SEAN: It is. And here's where Abrams gets full credit for being the deft carnival barker that he is. Just as he did with Alias and Lost (and even the original Trek), Abrams knows that is audience will recognize the Wrath nods ... so he purposely includes them to keep us constantly guessing. In most other cases, I think the studio gets the ability to include what they want. With Abrams, whenever I see a reference like Spock's hand on the glass, I view it as a calculated misdirection by Abrams, and I start thinking the other way.
What other nods did you see? You might be more versed in Wrath than I am. Clearly, the hands touching on the glass stand out, but what else caught you eye? And do you think they mean anything more than simple misdirection?
KATEY: Well, it's the combined presence of Carol Marcus, played by Alice Eve, and the line from Cumberbatch "Is there anything you would not do for your family?" Carol Marcus is the mother of Kirk's son, as revealed in Wrath of Khan. And as we know from the first movie this version of Kirk isn't especially attached to his parents. But again, I think that's just encouraging overly literal Trek fans to assume it's Khan.
SEAN: Well, I agree. But we're assuming Cumberbatch is saying this to Kirk. Which doesn't have to be the case. There have been theories floated online about the sequel possibly getting into Pike's history, and how some of his old missions could be tied to Kirk's father. The trailer is edited to suggest the "family" message is aimed at Kirk ... but I'm not sure that's his arc here. And the fact that the clip starts with Pike makes me think, again, that the emphasis might fall on him.
Do you find it strange that we haven't heard anyone from the Enterprise crew utter a single word in any of the promotional materials yet?
KATEY: Interesting... it never occurred to me that Pike would play a major role in this, though his voiceover does indicate that.
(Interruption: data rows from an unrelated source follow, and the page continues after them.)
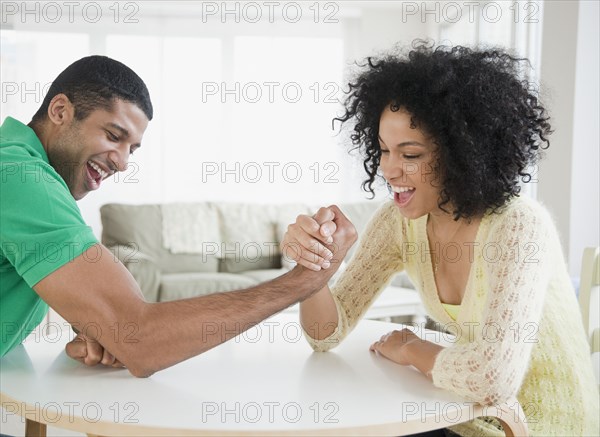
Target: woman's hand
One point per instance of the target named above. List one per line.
(393, 345)
(309, 241)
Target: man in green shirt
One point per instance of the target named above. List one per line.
(92, 118)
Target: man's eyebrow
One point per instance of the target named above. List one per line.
(404, 143)
(124, 132)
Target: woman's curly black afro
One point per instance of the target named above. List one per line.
(486, 121)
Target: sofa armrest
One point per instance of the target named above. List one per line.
(142, 267)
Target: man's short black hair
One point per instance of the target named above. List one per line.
(95, 82)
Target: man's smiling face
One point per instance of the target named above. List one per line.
(85, 152)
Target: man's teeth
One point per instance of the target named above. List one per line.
(402, 189)
(98, 169)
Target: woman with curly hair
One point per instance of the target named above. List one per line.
(452, 131)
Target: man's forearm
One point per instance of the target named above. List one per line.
(170, 332)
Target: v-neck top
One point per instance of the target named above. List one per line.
(519, 330)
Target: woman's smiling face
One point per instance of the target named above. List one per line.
(408, 163)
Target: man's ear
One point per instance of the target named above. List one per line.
(61, 110)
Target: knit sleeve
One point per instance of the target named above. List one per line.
(376, 259)
(489, 367)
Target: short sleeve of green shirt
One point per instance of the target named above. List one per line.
(41, 229)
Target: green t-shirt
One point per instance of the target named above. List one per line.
(41, 229)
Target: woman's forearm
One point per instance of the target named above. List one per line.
(318, 314)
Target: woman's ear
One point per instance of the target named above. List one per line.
(61, 110)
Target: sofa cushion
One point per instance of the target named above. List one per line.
(176, 286)
(141, 226)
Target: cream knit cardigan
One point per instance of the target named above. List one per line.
(519, 330)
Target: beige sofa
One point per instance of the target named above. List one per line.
(240, 247)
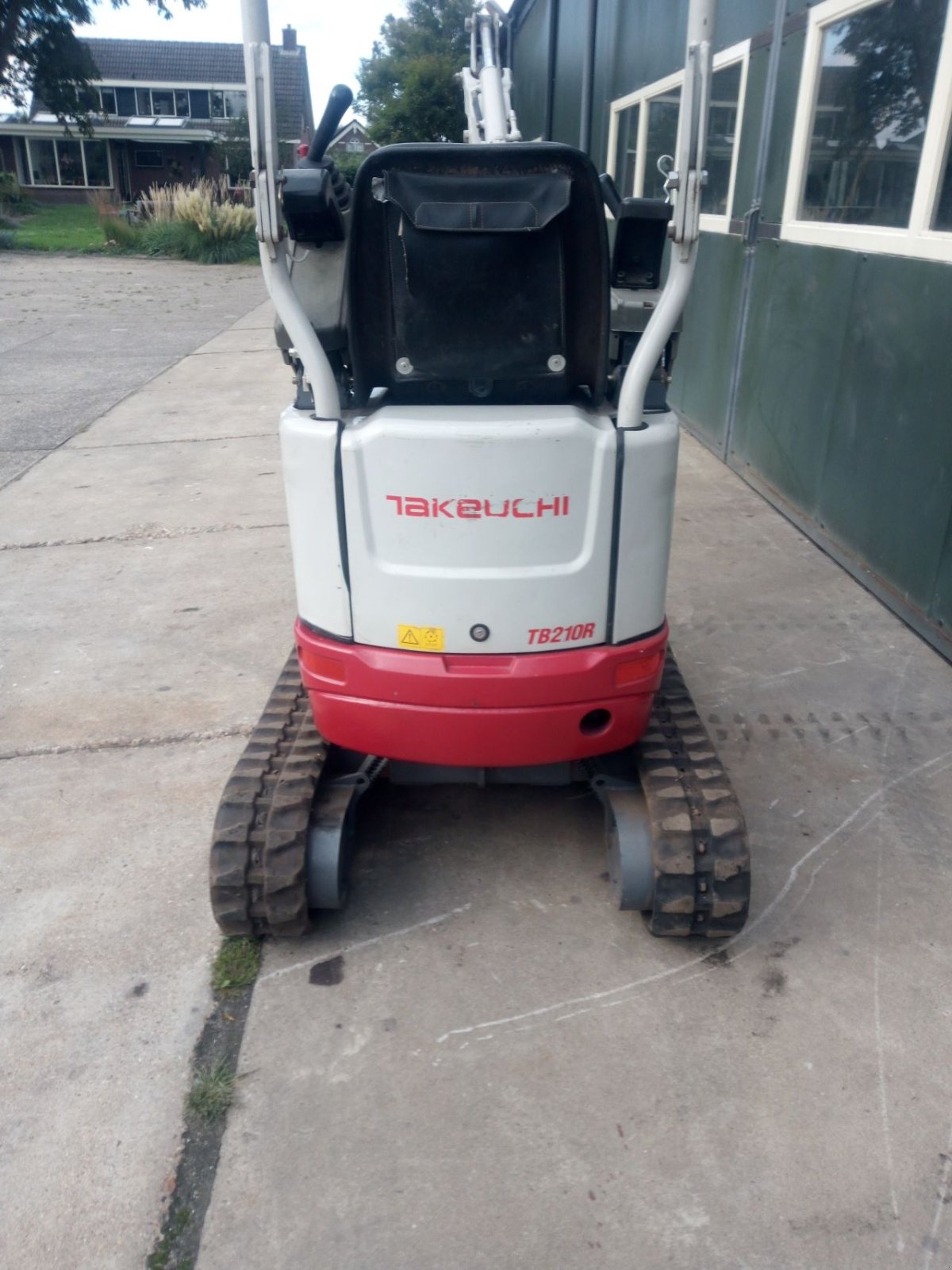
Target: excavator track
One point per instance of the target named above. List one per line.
(698, 837)
(259, 844)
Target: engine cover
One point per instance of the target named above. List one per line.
(479, 529)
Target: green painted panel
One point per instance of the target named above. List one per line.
(702, 372)
(530, 61)
(888, 478)
(800, 306)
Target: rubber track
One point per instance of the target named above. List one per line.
(258, 884)
(702, 861)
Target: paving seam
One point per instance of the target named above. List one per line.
(152, 535)
(167, 441)
(95, 747)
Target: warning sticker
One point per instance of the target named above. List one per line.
(420, 639)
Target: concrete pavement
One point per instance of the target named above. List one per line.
(508, 1073)
(144, 601)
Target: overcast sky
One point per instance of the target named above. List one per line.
(336, 33)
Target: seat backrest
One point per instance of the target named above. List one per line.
(478, 272)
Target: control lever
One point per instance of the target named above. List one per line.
(338, 105)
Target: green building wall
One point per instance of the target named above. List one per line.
(837, 404)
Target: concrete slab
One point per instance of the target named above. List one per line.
(105, 948)
(259, 318)
(79, 333)
(509, 1073)
(146, 492)
(213, 395)
(141, 638)
(241, 340)
(16, 461)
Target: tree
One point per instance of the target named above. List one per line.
(409, 90)
(41, 52)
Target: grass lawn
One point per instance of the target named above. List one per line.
(60, 229)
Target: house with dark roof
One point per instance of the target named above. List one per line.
(163, 105)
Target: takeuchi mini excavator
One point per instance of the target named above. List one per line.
(480, 468)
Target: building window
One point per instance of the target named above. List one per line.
(41, 163)
(198, 105)
(235, 105)
(67, 163)
(97, 154)
(70, 156)
(163, 101)
(644, 127)
(869, 156)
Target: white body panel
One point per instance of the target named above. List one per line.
(309, 454)
(528, 571)
(459, 516)
(645, 530)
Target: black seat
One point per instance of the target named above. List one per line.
(478, 273)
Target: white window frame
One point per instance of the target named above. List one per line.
(59, 183)
(914, 241)
(736, 54)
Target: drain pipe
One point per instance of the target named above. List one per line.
(588, 74)
(687, 181)
(272, 241)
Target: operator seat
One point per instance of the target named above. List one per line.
(478, 273)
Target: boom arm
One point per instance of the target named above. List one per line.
(486, 83)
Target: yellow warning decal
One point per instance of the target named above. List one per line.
(420, 639)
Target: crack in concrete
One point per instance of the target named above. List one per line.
(140, 533)
(94, 747)
(175, 441)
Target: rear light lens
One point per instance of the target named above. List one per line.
(639, 670)
(321, 667)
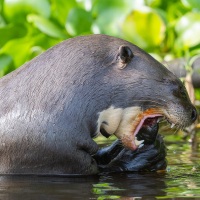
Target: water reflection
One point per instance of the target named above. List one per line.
(182, 180)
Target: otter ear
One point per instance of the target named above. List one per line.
(125, 55)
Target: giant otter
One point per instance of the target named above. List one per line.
(54, 105)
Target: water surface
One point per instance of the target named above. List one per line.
(181, 181)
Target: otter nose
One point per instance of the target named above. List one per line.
(194, 114)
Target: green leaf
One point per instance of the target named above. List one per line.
(61, 8)
(5, 61)
(145, 28)
(191, 3)
(46, 26)
(99, 6)
(18, 49)
(78, 22)
(188, 30)
(16, 10)
(10, 32)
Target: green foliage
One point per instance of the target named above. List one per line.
(167, 29)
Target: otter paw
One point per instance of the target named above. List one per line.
(147, 158)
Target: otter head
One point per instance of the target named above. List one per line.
(142, 92)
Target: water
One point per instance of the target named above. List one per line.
(181, 181)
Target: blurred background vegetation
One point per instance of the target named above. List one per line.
(166, 29)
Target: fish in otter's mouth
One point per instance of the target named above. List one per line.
(132, 126)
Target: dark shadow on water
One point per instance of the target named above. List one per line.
(112, 186)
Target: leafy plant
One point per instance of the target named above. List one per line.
(167, 29)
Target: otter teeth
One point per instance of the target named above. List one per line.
(138, 143)
(172, 125)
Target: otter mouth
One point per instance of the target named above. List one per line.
(146, 131)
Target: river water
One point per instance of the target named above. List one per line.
(180, 181)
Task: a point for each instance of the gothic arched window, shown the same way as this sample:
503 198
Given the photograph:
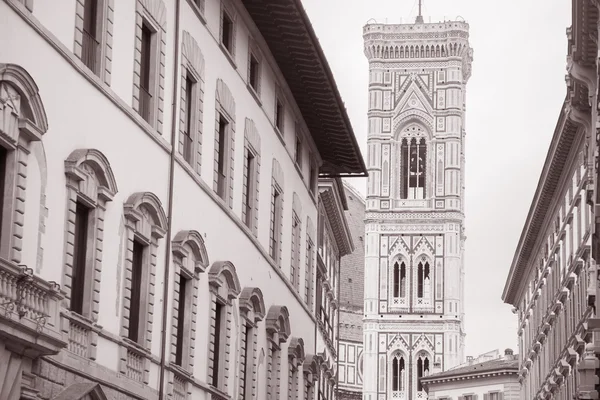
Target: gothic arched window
398 372
414 156
399 279
422 370
423 280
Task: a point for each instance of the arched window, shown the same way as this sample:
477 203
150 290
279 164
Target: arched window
424 280
414 156
398 373
399 279
422 369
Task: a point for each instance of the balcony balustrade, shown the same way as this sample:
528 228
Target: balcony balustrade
30 310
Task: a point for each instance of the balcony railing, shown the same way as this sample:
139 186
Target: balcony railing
145 104
30 307
90 50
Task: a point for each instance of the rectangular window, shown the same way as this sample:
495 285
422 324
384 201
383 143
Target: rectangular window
298 157
217 344
181 316
279 115
294 275
90 46
275 229
246 357
78 278
145 72
308 272
227 33
253 73
3 169
221 160
313 177
137 265
189 119
249 197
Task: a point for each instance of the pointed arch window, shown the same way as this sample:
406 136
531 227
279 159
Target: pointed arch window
414 167
399 279
398 373
424 280
422 370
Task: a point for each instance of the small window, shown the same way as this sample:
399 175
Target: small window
90 45
249 188
182 311
3 176
227 32
253 73
189 119
78 277
298 157
275 226
217 344
246 370
137 266
313 178
279 115
145 99
221 159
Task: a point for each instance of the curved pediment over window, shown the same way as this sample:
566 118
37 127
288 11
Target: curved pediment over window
223 277
278 322
22 112
145 210
296 351
91 169
189 245
251 301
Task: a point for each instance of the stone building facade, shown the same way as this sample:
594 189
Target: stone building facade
414 222
491 376
350 357
169 171
553 279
The fact that none of the crew has spoken yet does't surprise me-- it's a teaser. Only the most ominous bits of dialogue are going to make it in to set the scene.
So, just to clear up my original question: you think the Khan nods are just that, and that nothing in the film itself will have anything to do with Wrath of Khan?
SEAN: Yes, that is what I believe. I think that Abrams knows they'd be crazy to step into Khan canon in only their second film. And I think Abrams and his screenwriters are big enough fans of the Trek mythology that they'd easily pick a different, more intriguing character (like Gary Mitchell) to use ... and make their own damn Wrath of Khan -- i.e., a superior sequel that fans still talk about to this day. But ... at the same time ... I think Abrams is such a puppet master (in a good way) that I'm sure he's happily teasing Khan references all through the promotional material, just to fuck with fans. In a good way. I don't think it's Khan, at all. And I don't think it ever was.
KATEY: I'm with you... except that I think the Khan references are going to add up to something else. The rules of the new universe mean they can wrap Khan in somehow-- in a potentially really small way-- to make all those references feel warranted, while also setting up an entire new story. I think Abrams is teasing fans with the Khan references mostly, but he's not cruel enough to leave it totally unsatisfied. It's a treasure hunt that will lead you somewhere unexpected, but still satisfy that first little itch.
And as someone who enjoyed original Star Trek largely because the Kirk-Spock friendship, I'm really intrigued by the implication of those hands on the glass.